The Bishop and the Butterfly: Murder, Politics, and the End of the Jazz Age

    African Diaspora series?

    A group is doing a Kickstarter for a crime series on the African Diaspora. I'm curious how folks think, whether an exploitive piece on Africans, a voyeuristic fearmongering piece on violence, refugee porn that takes off where Syrian & Libyan refugees stop, or a needed sociology study/angle on an interesting demographic. Benghazi moves to Ferguson or your weekly "The Good Lie"  movie spinoff?

    Anyone have thoughts on this?

    Comments

    My gut reaction is along the exploitive line but it might have societal value as a worthy subject.
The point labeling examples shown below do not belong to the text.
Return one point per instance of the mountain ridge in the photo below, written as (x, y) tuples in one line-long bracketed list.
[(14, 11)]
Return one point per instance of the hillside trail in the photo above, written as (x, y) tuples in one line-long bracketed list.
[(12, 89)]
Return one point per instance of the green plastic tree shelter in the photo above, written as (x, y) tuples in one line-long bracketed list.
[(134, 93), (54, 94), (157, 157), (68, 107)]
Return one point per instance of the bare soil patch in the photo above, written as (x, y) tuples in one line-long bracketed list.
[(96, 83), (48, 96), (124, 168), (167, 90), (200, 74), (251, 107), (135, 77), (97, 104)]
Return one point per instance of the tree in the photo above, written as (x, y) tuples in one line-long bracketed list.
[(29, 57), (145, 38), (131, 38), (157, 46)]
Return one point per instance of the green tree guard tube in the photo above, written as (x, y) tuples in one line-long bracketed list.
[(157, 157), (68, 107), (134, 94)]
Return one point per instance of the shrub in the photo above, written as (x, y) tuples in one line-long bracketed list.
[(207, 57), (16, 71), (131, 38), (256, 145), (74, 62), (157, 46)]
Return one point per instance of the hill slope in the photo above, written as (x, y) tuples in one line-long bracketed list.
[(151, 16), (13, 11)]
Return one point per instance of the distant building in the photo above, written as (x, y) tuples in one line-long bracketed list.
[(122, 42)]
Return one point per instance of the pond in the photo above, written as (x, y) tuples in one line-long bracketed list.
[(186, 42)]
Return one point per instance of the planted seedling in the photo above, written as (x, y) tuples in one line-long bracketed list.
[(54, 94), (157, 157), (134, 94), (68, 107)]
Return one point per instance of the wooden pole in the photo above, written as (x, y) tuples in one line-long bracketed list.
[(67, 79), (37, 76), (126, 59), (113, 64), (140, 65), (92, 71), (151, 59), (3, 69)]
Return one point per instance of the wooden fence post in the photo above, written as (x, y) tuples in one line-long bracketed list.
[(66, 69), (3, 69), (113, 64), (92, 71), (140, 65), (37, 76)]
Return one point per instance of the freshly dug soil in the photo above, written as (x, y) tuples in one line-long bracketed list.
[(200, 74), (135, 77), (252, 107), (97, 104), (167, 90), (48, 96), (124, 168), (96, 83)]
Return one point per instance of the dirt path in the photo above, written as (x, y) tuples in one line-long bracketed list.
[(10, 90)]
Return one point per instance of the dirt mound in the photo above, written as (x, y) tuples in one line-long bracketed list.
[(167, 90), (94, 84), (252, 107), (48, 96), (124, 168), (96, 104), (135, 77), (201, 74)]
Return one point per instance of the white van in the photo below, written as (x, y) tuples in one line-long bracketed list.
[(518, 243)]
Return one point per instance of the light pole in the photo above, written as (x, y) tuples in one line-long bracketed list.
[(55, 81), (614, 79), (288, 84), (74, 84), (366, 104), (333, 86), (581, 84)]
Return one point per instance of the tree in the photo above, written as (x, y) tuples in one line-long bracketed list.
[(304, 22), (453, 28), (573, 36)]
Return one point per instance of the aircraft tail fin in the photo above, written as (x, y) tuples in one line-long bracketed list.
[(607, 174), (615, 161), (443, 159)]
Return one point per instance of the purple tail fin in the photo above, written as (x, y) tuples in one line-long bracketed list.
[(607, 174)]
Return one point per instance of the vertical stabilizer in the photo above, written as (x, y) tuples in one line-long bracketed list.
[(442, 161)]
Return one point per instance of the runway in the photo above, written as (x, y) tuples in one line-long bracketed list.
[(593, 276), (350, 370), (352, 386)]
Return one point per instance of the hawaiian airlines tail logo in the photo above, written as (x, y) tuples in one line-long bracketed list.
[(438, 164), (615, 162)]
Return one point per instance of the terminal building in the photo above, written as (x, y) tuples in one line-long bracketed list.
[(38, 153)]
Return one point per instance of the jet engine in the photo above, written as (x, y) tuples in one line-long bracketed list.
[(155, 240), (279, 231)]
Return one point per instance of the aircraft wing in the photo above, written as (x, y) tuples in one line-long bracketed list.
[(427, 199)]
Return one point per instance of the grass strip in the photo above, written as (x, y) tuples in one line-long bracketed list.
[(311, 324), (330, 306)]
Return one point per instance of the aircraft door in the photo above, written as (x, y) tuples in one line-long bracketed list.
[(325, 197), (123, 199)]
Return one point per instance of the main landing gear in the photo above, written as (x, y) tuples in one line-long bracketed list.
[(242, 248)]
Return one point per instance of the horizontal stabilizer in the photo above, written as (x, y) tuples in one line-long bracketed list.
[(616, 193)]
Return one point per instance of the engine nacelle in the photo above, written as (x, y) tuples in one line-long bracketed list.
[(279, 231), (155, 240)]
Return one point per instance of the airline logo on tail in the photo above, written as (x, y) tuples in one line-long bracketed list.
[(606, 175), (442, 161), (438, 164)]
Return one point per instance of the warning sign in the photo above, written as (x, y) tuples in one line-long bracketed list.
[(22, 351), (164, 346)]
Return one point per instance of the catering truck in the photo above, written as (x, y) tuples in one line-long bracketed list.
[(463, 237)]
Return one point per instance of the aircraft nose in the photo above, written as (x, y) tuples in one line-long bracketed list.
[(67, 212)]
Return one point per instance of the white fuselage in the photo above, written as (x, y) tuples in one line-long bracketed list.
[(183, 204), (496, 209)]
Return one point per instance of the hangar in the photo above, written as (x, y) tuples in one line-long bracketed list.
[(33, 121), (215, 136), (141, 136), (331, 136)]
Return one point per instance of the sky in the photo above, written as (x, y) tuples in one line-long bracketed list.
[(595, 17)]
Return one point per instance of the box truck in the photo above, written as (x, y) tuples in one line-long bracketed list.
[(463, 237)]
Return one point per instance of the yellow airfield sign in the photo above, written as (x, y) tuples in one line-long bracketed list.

But isn't there enough True Crime material around?

    In any case, the process is fascinating.  


    Peracles, just wondering how you came across this project and if you have participated in any kickstart campaigns. Is this something you're thinking about contributing to?


    I *almost* met someone thru a cancelled Airbnb rental. My Kick-starts are all techie geekie stuff, not films and such. There was an interesting film the Good Lie about Sudanese refugees who escape the war to end up in America, but this effort seems a bizarre twist, or maybe it's an important insight into stories we don't notice. With refugees pouring into Europe it's a time to not be naive but not be too harsh and cold-hearted.

    Is this to be a series about relocated Africans committing crimes and what leads them to it? If so, and if the focus is on their heritage, why does that make a specific difference? Perhaps that's the point. I don't get the point beyond perhaps a weak attempt to show a demographic relevance. Why Africans?

    Too many questions. If you're involved, good luck. Otherwise, move on.


    I'm not involved, happened to get an announcement

    I should have made clear this is for the Investigation Discovery Channel, where everything's a horrid murder to be solved & analyzed, so it'd be something like "just one more" in the lineup but with a slightly different M.O./demographic to break up the monotony.